This work addresses the vulnerability of onboard perception under occlusion or low visibility, which compromises the reliability of autonomous driving. To mitigate this issue, the authors propose a bird’s-eye-view (BEV) representation method that fuses object-level vehicle-to-everything (V2X) information with multimodal onboard perception, building upon the BEVFusion architecture. The approach incorporates noise-aware training and an explicit confidence encoding mechanism to reduce reliance on idealized V2X data. Through object-level V2X simulation, controllable noise injection, and BEV feature fusion, the method achieves a 0.80 NuScenes Detection Score (NDS) on the nuScenes benchmark and demonstrates significantly enhanced robustness and performance in challenging scenarios involving communication latency, localization errors, and low V2X penetration rates.
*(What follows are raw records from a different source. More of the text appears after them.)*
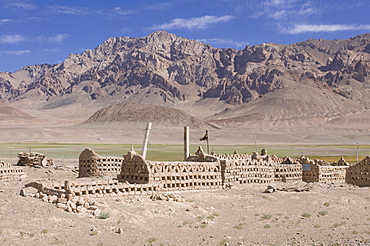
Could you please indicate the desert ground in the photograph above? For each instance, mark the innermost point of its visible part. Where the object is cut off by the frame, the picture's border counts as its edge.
(326, 214)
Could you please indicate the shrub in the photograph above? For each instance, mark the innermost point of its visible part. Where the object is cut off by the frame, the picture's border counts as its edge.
(266, 217)
(152, 240)
(306, 215)
(323, 212)
(104, 214)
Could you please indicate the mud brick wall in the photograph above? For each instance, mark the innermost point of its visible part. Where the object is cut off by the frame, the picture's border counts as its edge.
(92, 165)
(332, 174)
(288, 172)
(247, 171)
(8, 172)
(359, 174)
(170, 175)
(324, 174)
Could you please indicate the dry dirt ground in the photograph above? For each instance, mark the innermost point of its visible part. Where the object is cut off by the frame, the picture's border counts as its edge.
(328, 214)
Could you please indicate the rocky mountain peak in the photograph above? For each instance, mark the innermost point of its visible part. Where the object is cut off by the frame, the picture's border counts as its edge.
(166, 69)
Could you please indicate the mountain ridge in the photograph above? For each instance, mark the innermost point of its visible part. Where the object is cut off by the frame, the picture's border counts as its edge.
(166, 70)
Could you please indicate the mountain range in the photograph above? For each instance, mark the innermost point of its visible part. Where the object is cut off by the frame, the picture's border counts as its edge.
(312, 81)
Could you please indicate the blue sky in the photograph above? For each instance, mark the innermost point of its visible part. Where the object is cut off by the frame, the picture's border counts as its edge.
(36, 32)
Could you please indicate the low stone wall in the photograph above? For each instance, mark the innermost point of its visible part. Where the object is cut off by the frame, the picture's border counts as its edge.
(34, 159)
(288, 172)
(359, 174)
(9, 172)
(93, 165)
(323, 171)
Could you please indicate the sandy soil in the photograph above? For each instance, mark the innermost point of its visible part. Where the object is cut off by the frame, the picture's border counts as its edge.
(328, 214)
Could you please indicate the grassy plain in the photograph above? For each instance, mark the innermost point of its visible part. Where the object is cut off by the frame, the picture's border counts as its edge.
(171, 152)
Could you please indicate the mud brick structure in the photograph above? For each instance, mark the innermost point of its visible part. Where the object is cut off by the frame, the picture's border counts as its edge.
(34, 159)
(323, 171)
(205, 173)
(359, 174)
(93, 165)
(9, 172)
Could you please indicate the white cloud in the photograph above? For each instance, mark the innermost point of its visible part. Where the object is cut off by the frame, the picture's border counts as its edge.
(221, 41)
(120, 11)
(25, 6)
(69, 10)
(284, 9)
(57, 38)
(5, 20)
(297, 29)
(159, 6)
(11, 39)
(15, 52)
(193, 23)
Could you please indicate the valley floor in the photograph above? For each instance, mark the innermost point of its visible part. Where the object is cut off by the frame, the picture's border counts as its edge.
(328, 214)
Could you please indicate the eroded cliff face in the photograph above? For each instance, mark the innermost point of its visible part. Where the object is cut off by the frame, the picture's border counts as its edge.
(173, 69)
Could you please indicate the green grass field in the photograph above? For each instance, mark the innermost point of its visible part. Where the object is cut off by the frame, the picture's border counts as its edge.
(163, 152)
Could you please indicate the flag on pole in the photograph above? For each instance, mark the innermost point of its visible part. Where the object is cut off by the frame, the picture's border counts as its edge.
(205, 136)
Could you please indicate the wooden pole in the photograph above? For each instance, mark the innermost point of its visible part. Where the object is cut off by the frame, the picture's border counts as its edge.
(146, 139)
(186, 142)
(255, 142)
(207, 143)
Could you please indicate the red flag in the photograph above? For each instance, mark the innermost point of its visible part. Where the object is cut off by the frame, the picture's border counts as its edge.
(205, 136)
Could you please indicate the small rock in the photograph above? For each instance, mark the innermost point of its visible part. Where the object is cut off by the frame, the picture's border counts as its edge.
(23, 192)
(120, 231)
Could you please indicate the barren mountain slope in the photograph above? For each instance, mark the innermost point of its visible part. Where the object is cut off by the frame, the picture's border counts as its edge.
(164, 69)
(135, 113)
(7, 112)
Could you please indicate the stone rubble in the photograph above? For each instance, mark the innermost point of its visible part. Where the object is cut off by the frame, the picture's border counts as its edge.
(34, 159)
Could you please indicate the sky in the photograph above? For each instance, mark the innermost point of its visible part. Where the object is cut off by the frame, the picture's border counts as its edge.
(36, 32)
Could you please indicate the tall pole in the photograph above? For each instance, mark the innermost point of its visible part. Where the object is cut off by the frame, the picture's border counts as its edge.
(255, 141)
(207, 143)
(146, 139)
(186, 142)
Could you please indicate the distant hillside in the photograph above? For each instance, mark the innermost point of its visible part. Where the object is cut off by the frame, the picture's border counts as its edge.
(135, 113)
(7, 112)
(315, 78)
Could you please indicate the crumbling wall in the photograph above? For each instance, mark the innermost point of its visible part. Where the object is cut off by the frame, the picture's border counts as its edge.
(93, 165)
(288, 172)
(359, 174)
(9, 172)
(323, 171)
(34, 159)
(170, 175)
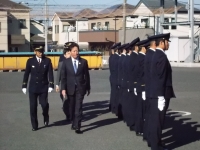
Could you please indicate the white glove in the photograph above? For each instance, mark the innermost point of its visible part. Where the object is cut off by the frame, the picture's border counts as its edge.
(50, 90)
(144, 96)
(135, 91)
(161, 103)
(24, 90)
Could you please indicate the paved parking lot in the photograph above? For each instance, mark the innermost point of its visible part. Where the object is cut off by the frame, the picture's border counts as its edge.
(102, 130)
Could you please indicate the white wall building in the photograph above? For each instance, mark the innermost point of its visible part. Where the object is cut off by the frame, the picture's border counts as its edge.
(146, 15)
(67, 30)
(14, 27)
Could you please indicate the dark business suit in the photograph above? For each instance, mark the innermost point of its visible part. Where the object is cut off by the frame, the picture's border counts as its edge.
(64, 100)
(147, 77)
(110, 68)
(161, 85)
(124, 86)
(140, 87)
(41, 79)
(76, 85)
(114, 82)
(131, 79)
(119, 84)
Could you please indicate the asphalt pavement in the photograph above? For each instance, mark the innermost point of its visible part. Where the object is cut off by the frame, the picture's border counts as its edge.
(102, 130)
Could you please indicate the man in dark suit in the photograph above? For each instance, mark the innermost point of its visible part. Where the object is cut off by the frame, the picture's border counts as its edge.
(147, 78)
(41, 82)
(161, 90)
(131, 84)
(66, 54)
(121, 60)
(140, 88)
(111, 68)
(75, 83)
(114, 79)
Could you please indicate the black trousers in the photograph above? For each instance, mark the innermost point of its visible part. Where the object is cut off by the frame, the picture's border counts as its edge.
(43, 101)
(114, 100)
(146, 118)
(156, 123)
(120, 100)
(140, 111)
(65, 106)
(75, 108)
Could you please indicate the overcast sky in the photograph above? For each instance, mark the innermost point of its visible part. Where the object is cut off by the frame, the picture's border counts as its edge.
(65, 5)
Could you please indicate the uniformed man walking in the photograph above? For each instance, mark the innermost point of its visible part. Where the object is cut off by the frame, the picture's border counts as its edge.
(160, 92)
(66, 54)
(41, 82)
(140, 88)
(147, 78)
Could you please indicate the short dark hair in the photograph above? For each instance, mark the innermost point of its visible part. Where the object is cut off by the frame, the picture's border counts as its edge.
(72, 45)
(158, 41)
(140, 48)
(65, 50)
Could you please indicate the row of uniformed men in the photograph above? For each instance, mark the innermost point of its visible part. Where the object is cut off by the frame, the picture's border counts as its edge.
(141, 86)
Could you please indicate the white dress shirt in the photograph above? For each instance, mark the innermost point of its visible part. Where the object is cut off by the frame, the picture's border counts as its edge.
(39, 59)
(152, 49)
(142, 53)
(135, 52)
(77, 62)
(161, 50)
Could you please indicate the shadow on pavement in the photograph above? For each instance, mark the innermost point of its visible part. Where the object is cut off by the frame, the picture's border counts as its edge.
(100, 123)
(91, 110)
(182, 132)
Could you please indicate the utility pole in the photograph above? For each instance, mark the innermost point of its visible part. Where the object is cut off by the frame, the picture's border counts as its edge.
(192, 31)
(124, 22)
(162, 3)
(46, 44)
(115, 29)
(175, 8)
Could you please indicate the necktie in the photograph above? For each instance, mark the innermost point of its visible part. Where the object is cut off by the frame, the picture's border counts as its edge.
(39, 60)
(75, 67)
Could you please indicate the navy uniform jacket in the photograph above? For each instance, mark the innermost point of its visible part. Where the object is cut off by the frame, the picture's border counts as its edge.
(140, 86)
(147, 69)
(126, 70)
(114, 69)
(41, 75)
(70, 79)
(111, 66)
(120, 69)
(132, 76)
(161, 76)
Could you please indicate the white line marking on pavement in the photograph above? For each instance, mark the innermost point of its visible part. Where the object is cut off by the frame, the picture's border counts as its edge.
(182, 113)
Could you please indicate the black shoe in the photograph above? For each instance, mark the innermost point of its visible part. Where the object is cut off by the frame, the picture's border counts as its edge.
(131, 128)
(148, 144)
(34, 129)
(144, 139)
(46, 123)
(78, 131)
(139, 134)
(73, 127)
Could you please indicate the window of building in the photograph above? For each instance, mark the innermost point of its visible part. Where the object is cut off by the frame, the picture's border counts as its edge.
(56, 28)
(22, 23)
(145, 22)
(166, 20)
(98, 25)
(93, 25)
(65, 28)
(107, 25)
(173, 27)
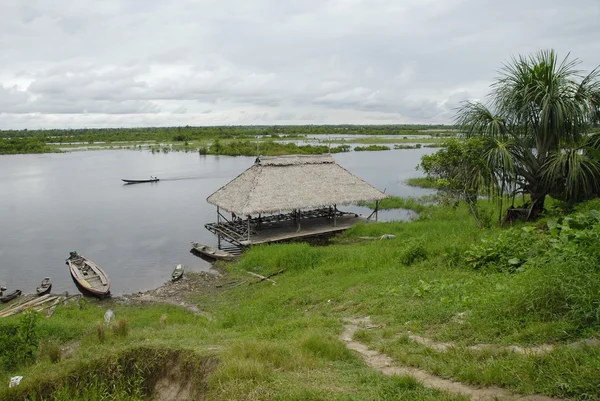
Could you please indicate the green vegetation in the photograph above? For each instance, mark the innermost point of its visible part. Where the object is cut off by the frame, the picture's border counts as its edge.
(423, 182)
(269, 148)
(441, 277)
(397, 202)
(371, 148)
(459, 172)
(10, 146)
(187, 133)
(233, 141)
(536, 132)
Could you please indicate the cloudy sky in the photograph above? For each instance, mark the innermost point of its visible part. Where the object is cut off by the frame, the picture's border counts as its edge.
(114, 63)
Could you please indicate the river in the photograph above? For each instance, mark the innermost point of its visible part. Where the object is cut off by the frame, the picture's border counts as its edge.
(56, 203)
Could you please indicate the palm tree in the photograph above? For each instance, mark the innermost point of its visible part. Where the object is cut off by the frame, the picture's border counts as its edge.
(536, 129)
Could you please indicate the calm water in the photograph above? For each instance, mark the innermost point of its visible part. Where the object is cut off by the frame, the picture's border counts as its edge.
(53, 204)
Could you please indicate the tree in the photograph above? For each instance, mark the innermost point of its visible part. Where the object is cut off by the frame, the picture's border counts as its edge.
(460, 172)
(536, 130)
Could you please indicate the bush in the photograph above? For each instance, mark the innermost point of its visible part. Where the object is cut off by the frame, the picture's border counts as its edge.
(101, 333)
(51, 350)
(121, 328)
(415, 252)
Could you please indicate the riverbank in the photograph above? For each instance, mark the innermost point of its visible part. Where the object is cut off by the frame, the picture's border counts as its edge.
(230, 141)
(432, 292)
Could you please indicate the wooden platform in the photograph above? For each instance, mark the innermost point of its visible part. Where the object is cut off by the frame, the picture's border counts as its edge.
(308, 228)
(284, 227)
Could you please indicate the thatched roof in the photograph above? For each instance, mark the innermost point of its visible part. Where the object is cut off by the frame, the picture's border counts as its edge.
(284, 183)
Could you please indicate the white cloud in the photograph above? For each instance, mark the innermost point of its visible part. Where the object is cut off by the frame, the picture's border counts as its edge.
(141, 63)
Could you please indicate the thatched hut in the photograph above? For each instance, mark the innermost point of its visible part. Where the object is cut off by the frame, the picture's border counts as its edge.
(282, 189)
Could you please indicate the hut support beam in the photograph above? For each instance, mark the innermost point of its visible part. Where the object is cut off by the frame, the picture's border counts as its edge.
(335, 215)
(375, 211)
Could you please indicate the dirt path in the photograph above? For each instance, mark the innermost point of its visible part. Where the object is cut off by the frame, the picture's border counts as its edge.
(385, 364)
(178, 293)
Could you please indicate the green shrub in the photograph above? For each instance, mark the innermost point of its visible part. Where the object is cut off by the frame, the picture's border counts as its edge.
(101, 333)
(121, 328)
(50, 350)
(414, 252)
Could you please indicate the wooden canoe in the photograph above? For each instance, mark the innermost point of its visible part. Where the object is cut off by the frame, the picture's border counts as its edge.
(177, 272)
(10, 296)
(139, 181)
(211, 252)
(88, 276)
(45, 287)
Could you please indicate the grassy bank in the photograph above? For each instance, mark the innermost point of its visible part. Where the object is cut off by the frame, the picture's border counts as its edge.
(25, 146)
(233, 141)
(528, 285)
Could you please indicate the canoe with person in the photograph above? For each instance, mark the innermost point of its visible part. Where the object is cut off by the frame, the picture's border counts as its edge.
(44, 287)
(152, 179)
(177, 272)
(212, 253)
(88, 276)
(7, 297)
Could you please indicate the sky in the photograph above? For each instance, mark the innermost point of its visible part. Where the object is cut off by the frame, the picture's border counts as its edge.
(138, 63)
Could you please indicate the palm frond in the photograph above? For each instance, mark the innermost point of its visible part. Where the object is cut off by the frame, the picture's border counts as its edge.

Perception for automated driving is largely based on onboard environmental sensors, such as cameras and radar, which are cost-effective but limited by line-of-sight and field-of-view constraints. These inherent limitations may cause onboard perception to fail under occlusions or poor visibility conditions. In parallel, cooperative awareness via vehicle-to-everything (V2X) communication is becoming increasingly available, enabling vehicles and infrastructure to share their own state as object-level information that complements onboard perception. In this work, we study how such V2X information can be integrated into 3D object detection and how robust the resulting system is to realistic V2X imperfections. Using the nuScenes dataset, we emulate object-level cooperative awareness messages from ground truth, injecting controlled noise and object dropout to mimic real-world conditions such as latency, localization errors, and low V2X penetration rates. We convert these messages into a dedicated bird's-eye view (BEV) input and fuse them into a BEVFusion-style detector. Our results demonstrate that while object-level cooperative information can substantially improve detection performance, achieving an NDS of 0.80 under favorable conditions, models trained on idealized data become fragile and over-reliant on V2X. Conversely, our proposed noise-aware training strategy, coupled with explicit confidence encoding, enhances robustness, maintaining performance gains even under severe noise and reduced V2X penetration.